Astell’s A&norma SR25 takes on a slightly different approach to hi-res media players, with an angle on pricing and design that might leave OCD people turning their head.
Hi-res audio and phones don’t always play nicely, which is why portable hi-res players exist. Some phones can do high-resolution audio, though others can’t, and ideally you want a high-res media player to support big headphones, with a reasonable amount of volume and decent audio chips.
That means if you’re thinking of getting into the world of what is essentially portable vinyl and high-res audio, you’re possibly eyeing a high resolution media player, what is basically an iPod on steroids.
Often bigger and more expensive, and built for people who don’t mind spending a little more, hi-res media players can play the traditional lossy MP3s, but also handle bigger lossless media, such as FLAC, ALAC, AIFF, and DSD, all of which can offer the full audio without any loss. No loss means the full range of what was recorded, edited, and eventually mastered, and depending on the media, a higher bitrate, too. Most music is CD quality at 16-bit, but vinyl measures more like 24-bit, and so some high-res recordings can hit that, too.
Finding the audio files is hard enough at the best of times, particularly if you’re in Australia, though there is at least one online service that delivers them over Android — Tidal — which means if you have a high-res media player with Android and Tidal, you can get the full experience, once you have the headphones.
Getting the headphones is easy, but finding the media player, not necessarily so.

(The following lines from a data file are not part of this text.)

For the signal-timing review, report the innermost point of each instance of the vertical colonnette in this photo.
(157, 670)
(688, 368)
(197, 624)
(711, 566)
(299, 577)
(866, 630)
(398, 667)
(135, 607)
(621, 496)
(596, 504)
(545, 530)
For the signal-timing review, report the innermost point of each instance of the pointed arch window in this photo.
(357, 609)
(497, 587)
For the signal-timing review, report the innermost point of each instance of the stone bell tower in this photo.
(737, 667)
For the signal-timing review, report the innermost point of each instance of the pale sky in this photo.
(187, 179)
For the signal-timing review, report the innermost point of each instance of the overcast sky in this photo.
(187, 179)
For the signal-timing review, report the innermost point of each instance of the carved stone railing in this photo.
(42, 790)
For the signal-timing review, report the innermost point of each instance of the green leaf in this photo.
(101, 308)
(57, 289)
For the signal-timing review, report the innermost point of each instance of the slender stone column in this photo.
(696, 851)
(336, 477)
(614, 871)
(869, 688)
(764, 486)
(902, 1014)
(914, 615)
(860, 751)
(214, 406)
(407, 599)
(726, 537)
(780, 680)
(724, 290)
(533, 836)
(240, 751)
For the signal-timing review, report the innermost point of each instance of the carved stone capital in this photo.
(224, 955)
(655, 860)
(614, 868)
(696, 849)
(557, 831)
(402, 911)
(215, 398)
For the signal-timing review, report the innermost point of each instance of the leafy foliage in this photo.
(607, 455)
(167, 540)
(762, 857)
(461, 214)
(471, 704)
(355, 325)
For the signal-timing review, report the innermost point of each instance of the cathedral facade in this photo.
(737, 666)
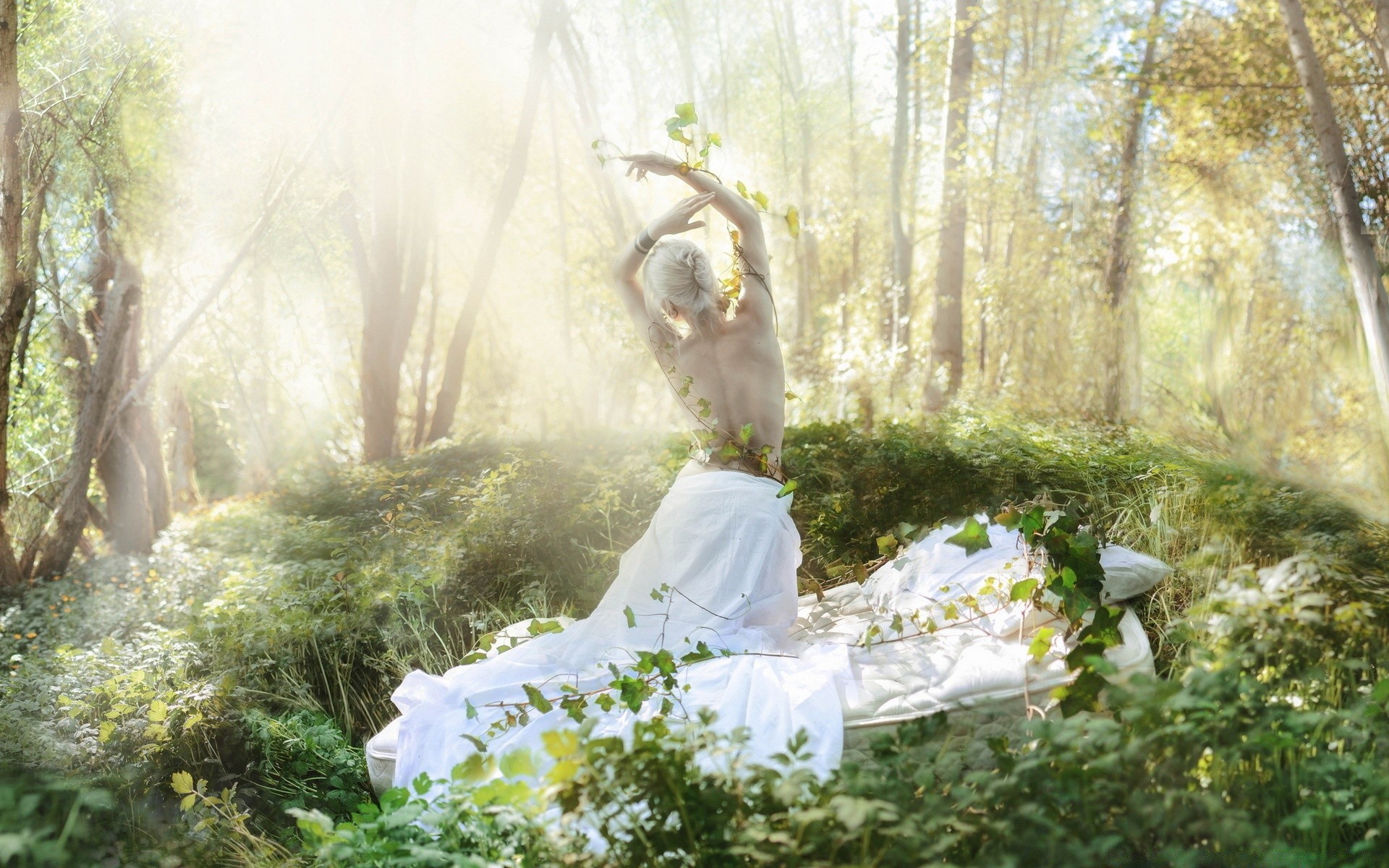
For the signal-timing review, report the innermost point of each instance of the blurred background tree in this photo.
(345, 231)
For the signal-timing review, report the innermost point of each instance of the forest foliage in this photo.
(312, 375)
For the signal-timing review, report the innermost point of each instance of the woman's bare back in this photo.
(739, 371)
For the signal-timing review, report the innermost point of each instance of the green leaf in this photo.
(1021, 590)
(517, 763)
(1010, 519)
(972, 537)
(470, 771)
(1041, 643)
(1381, 691)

High-res media players with Android typically command prices above the $1500 mark, and edge closer to the $2K and $3K price points, largely because of what goes into them.
But there are options, and Astell&Kern has a new variant this month, the A&norma SR25. It offers a smaller screen than your typical phone, with a 3.6 inch HD screen inside of a metal and glass body that’s a bit thick at 16.1mm, almost twice the thickness of recent phones. In fact, at around 178 grams, the A&norma SR25 is about the weight of recent phones, though also isn’t a phone.

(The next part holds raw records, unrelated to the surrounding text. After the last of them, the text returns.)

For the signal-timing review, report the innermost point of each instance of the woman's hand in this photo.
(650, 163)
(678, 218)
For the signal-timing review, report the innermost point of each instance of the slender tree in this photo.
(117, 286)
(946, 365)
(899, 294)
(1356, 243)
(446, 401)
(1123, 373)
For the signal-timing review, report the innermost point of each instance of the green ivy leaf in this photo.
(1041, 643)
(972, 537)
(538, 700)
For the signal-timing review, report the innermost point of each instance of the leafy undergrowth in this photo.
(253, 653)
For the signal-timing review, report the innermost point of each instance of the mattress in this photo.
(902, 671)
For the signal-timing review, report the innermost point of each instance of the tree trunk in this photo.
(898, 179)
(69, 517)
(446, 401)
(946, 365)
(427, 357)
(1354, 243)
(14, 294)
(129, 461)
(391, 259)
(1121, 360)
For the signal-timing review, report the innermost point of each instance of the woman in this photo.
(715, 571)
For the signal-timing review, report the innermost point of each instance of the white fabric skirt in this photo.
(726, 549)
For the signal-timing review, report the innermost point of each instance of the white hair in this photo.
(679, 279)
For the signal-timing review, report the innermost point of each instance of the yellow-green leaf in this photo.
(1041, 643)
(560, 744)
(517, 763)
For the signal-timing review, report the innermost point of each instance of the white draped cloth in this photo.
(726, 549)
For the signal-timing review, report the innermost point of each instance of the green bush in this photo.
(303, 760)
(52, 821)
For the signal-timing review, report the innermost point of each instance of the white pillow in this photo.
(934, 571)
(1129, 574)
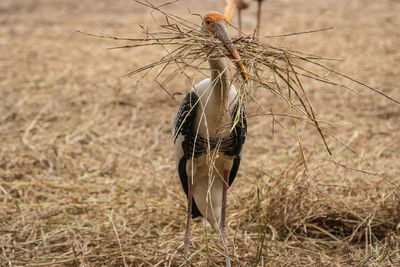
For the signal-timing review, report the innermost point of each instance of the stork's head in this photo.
(215, 24)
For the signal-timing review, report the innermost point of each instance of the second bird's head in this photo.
(215, 24)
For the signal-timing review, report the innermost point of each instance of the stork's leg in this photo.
(189, 214)
(223, 216)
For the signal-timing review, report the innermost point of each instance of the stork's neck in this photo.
(220, 76)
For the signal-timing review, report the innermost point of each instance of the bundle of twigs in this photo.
(276, 69)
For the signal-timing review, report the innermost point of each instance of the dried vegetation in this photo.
(86, 170)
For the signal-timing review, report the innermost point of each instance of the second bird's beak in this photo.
(222, 34)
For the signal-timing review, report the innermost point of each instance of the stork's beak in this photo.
(222, 34)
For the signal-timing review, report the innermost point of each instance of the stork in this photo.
(208, 139)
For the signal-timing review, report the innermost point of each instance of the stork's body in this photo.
(207, 146)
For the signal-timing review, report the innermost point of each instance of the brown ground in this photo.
(87, 174)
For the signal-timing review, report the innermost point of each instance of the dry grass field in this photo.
(87, 173)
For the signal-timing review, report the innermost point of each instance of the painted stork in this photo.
(208, 140)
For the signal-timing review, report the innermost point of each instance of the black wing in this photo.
(240, 132)
(184, 124)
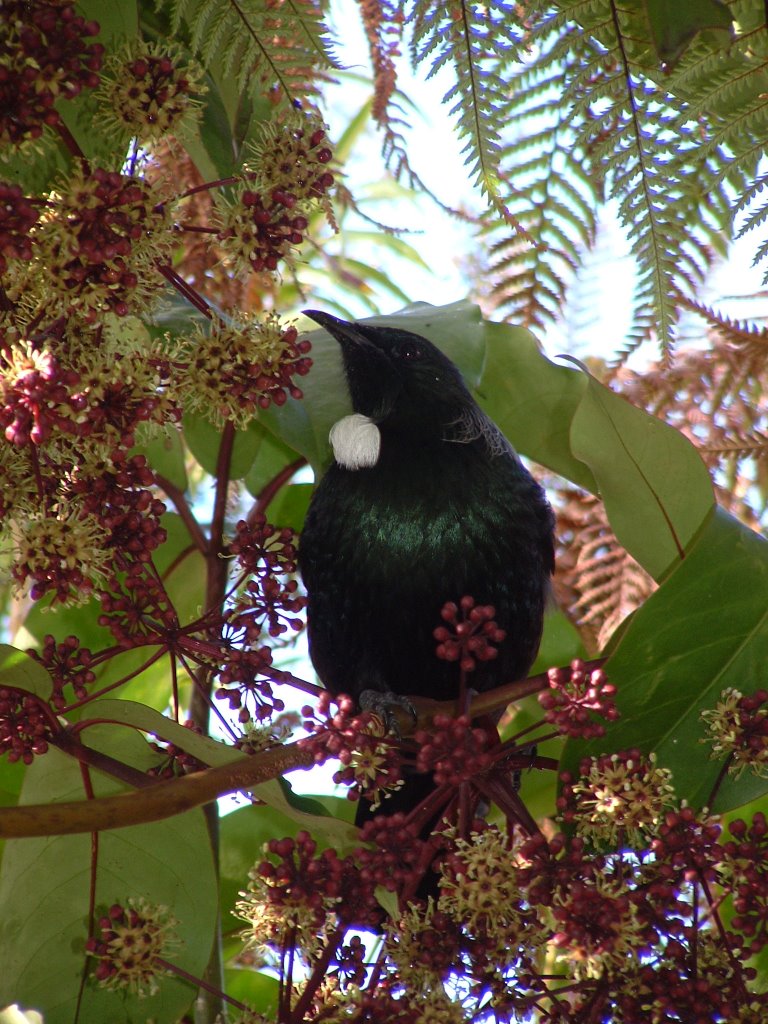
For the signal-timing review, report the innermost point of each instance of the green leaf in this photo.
(673, 26)
(681, 649)
(655, 487)
(204, 440)
(45, 886)
(165, 453)
(532, 400)
(118, 22)
(278, 794)
(290, 507)
(260, 991)
(270, 456)
(210, 148)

While it has WiFi — and only 802.11b/g/n — it includes the ability to decode up to 32-bit sound with as high as 384kHz supported, plus LDAC over Bluetooth, with file support including DSD64, DSD128, and DSD256, plus all the other knowns: ALAC, WAV, FLAC, APE, AIFF, and Master Quality Authenticated “MQA” files. MQA is a fairly recent one, and while it’s supported by some services, you’re typically relying on Tidal for this one.
Fortunately, Tidal is supported by the Astell&Kern A&norma SR25, because it’s an Android device, based on Android 9 Pie, which means it supports 16-bit services such as Spotify and Apple Music, as well as HD services such as Tidal, as well as 24-bit services available in other countries, like Qobuz.
Android media players aren’t a new thing for A&K, however the A&norma SR25 is a little different, thanks to the cost: at $1199, it’s Astell & Kern’s least expensive take on an Android media player.
Astell & Kern calls this the most affordable product in the A&K media player range, which is true right now, but wasn’t always true. Years ago, Astell&Kern offered media players including the AK Jr and AK70, both of which delivered a high-res media player without Android for file access under the thousand dollar mark.
While the price is likely the part that will turn heads, the design could cause folks with OCD a little head twitch. You only need to glance at the orientation of the screen to see the display on its side, something that we suspect folks with obsessive-compulsive disorder will raise an eye brow at, before forcing their head to one side.
Granted, it’s not going to be for everyone, with people keen to dabble in high-resolution audio the focus here, but if that’s you, the Astell&Kern A&norma SR25 is available in select retailers in early May for $1199, with a leather case for $109.